Подобрать мне приличествующее определение он почему-то не удосужился.
– Ты отлично меня понял, Томми, – подтвердил Доминик. – Они остаются здесь. А вы проваливайте. Теперь это уже не ваша забота. Не беспокойтесь, я в полном порядке и контролирую ситуацию. Ждите меня в квадрате Палермо. Как закончу все дела, так сразу туда вернусь.
Мухобойка и Косматый растерянно переглянулись.
– Странные вещи ты говоришь, босс, – усомнился вслед за напарником Косматый. – Мы пять минут назад были в Палермо, где все только и ждут, когда Платт переправит к ним из карантина вот этих ублюдков. – Он ткнул носком ботинка меня в плечо. – И никому там не известно ни о каких переменах. Тебя воскресили, и ты ушел оттуда за полтора часа до нас прямо в Поднебесную, минуя Бульвар и прочие здешние квадраты. А затем возвращаешься и твердишь об изменениях в плане… Что-то тут не срастается, Дом. Может, хотя бы вкратце расскажешь, почему ты нас прогоняешь?
– Не начинай, Косматый, – попросил Доминик. Сделал он это достаточно вежливо, но в глазах у него промелькнули холодные отблески угрозы. – Здесь не время и не место для твоих сомнений. Выскажешь их позже, а сейчас просто уйди. И ты, Томми, тоже. Прошу вас как друг. Или вы что, мне больше не доверяете?

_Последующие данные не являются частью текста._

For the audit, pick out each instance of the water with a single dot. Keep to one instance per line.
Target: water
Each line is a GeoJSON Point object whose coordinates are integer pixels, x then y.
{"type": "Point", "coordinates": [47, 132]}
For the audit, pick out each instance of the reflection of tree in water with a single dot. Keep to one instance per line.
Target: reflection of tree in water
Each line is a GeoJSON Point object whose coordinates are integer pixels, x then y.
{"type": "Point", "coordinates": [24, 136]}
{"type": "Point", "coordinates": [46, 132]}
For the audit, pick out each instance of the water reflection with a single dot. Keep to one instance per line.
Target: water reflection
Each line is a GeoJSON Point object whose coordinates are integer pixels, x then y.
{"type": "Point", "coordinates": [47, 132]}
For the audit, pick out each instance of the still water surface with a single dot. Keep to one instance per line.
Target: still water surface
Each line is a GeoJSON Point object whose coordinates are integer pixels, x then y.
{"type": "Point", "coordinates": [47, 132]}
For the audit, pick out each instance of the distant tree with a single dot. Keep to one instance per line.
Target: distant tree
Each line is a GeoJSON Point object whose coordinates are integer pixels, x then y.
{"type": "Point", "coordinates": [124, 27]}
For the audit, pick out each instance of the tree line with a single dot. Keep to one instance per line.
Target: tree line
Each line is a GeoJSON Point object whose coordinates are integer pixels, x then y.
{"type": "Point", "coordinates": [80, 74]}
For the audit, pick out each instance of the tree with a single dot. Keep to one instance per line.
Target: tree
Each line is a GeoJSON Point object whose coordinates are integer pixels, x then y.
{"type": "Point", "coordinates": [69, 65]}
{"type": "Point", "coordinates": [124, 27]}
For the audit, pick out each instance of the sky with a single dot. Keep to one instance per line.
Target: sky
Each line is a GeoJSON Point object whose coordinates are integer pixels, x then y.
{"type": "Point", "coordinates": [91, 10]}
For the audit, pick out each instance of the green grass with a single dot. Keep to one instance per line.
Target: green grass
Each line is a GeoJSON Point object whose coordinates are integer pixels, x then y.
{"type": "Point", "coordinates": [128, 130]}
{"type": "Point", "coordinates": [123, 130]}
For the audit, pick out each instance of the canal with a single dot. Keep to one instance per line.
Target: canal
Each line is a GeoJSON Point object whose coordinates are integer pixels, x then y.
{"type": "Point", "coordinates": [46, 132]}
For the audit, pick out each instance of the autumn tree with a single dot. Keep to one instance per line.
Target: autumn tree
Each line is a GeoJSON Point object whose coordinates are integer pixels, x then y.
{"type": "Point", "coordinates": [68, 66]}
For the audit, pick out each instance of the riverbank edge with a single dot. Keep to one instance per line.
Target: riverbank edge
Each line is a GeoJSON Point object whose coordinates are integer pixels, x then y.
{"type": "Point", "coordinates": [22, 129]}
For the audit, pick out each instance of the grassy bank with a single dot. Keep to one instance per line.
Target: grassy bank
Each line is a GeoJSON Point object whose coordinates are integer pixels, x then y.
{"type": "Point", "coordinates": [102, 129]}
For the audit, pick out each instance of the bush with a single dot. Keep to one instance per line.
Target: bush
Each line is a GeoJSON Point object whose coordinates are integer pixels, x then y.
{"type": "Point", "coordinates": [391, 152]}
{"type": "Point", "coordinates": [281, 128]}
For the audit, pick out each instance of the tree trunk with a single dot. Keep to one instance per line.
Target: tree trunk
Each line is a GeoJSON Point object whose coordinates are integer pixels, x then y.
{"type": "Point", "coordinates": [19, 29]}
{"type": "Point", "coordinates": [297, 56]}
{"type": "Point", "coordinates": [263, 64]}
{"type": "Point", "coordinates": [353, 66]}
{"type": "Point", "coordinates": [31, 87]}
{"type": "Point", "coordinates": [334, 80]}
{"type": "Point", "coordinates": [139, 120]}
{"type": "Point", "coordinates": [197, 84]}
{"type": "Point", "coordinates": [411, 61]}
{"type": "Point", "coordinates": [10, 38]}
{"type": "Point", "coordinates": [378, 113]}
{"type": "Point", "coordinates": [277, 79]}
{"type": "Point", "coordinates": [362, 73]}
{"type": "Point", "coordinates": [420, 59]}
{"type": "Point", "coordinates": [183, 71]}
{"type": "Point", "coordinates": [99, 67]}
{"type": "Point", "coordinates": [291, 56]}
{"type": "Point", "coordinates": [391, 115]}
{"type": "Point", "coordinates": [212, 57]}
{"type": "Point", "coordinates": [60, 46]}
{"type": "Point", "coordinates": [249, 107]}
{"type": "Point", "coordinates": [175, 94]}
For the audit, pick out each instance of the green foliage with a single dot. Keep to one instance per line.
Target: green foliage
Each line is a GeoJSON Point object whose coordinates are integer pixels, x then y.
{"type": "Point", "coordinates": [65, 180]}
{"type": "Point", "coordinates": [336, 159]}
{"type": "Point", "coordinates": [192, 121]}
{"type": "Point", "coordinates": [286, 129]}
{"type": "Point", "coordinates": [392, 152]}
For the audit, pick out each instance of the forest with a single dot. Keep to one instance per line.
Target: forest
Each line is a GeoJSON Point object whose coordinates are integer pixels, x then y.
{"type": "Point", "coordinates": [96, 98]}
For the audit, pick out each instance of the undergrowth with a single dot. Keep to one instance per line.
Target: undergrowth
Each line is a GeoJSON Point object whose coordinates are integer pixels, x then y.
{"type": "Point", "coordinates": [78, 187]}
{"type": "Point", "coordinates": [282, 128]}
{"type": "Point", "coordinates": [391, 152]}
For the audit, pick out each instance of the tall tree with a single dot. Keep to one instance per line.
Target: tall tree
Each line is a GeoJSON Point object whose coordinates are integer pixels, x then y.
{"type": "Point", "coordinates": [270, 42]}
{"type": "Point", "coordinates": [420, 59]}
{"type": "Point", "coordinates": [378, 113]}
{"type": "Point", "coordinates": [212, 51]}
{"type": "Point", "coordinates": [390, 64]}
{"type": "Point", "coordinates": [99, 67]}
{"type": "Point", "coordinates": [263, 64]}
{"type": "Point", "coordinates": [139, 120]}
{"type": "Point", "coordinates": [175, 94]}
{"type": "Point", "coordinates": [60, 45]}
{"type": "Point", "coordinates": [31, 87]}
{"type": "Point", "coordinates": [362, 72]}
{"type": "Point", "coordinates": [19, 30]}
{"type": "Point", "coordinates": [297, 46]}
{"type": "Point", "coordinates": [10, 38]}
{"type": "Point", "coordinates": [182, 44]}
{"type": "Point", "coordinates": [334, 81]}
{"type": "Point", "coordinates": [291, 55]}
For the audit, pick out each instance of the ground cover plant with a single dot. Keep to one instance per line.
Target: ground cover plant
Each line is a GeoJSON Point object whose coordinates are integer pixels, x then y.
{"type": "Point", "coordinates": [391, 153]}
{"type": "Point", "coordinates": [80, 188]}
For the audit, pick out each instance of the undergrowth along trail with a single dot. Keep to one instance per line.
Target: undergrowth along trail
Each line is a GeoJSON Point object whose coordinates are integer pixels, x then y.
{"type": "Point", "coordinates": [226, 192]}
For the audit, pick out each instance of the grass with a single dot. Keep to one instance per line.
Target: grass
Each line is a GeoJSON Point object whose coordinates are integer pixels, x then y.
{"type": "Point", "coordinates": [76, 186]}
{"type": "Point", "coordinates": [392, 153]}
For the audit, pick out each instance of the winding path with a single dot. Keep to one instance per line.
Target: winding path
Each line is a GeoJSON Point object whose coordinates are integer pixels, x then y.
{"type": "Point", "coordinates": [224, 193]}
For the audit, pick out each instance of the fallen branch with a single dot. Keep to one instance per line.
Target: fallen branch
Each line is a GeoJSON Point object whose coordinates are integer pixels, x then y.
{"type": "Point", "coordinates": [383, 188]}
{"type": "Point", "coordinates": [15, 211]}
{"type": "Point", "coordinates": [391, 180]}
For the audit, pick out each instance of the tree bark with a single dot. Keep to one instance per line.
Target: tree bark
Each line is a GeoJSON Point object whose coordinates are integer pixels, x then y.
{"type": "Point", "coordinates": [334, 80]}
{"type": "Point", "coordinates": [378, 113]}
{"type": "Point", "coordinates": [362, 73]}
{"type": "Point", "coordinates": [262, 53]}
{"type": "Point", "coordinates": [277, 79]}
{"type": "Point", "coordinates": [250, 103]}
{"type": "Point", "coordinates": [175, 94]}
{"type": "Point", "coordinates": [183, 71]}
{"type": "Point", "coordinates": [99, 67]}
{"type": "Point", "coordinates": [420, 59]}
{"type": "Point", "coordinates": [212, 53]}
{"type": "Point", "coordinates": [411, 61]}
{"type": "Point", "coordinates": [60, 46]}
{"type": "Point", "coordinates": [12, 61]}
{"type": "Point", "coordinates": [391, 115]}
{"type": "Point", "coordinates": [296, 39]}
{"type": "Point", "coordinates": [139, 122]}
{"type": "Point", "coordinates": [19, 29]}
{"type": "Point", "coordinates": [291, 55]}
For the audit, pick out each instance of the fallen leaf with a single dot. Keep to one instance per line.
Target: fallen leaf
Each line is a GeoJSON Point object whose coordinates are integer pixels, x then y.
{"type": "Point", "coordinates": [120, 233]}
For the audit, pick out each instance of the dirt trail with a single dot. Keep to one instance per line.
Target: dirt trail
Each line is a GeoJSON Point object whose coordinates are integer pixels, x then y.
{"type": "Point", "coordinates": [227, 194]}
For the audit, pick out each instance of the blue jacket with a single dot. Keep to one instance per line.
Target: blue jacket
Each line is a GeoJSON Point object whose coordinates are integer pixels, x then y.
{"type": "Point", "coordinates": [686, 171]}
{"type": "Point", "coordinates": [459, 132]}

– Доверять-то доверяем, – ответил Мухобойка, но как-то не слишком уверенно. – Вот только у меня такое ощущение, что это ты не доверяешь нам, Дом. С чего это вдруг? Cagnetta у нас. В квадрате Палермо все готово к тому, чтобы пустить ей кровь. Разве не за этим мы уже целую неделю мозолим задницы в тех креслах с антеннами? Если нет, тогда я совсем запутался… Знаешь, Косматый прав: тебе лучше нам объясниться, потому что в противном случае мне придется… – Громила осекся, поморщился, нервно всплеснул руками и отвел взгляд, очевидно смекнув, что сболтнул лишнего. – Che cazzo , Доминик? Ну на кой хрен ты в последний момент все усложняешь? Merda !
Что ты собираешься сделать в противном случае? – Холодный огонь в глазах главаря уже не мерцал, а горел зловещим ровным светом. Вдобавок Доминик распахнул полы пиджака, выставив напоказ рукоятку находящегося в наплечной кобуре пистолета. Мы с Викки глядели то на Доминика, то на его строптивых приятелей, и если цели последних были нам вполне ясны, то поведение первого вызывало закономерное недоумение. Вместо того чтобы помогать подручным, босс выпроваживал их из транзит-шлюза, собираясь, не иначе, провести с нами конфиденциальный разговор. А возможно, и нет, но других разумных объяснений происходящему мне в разгоряченную голову не приходило.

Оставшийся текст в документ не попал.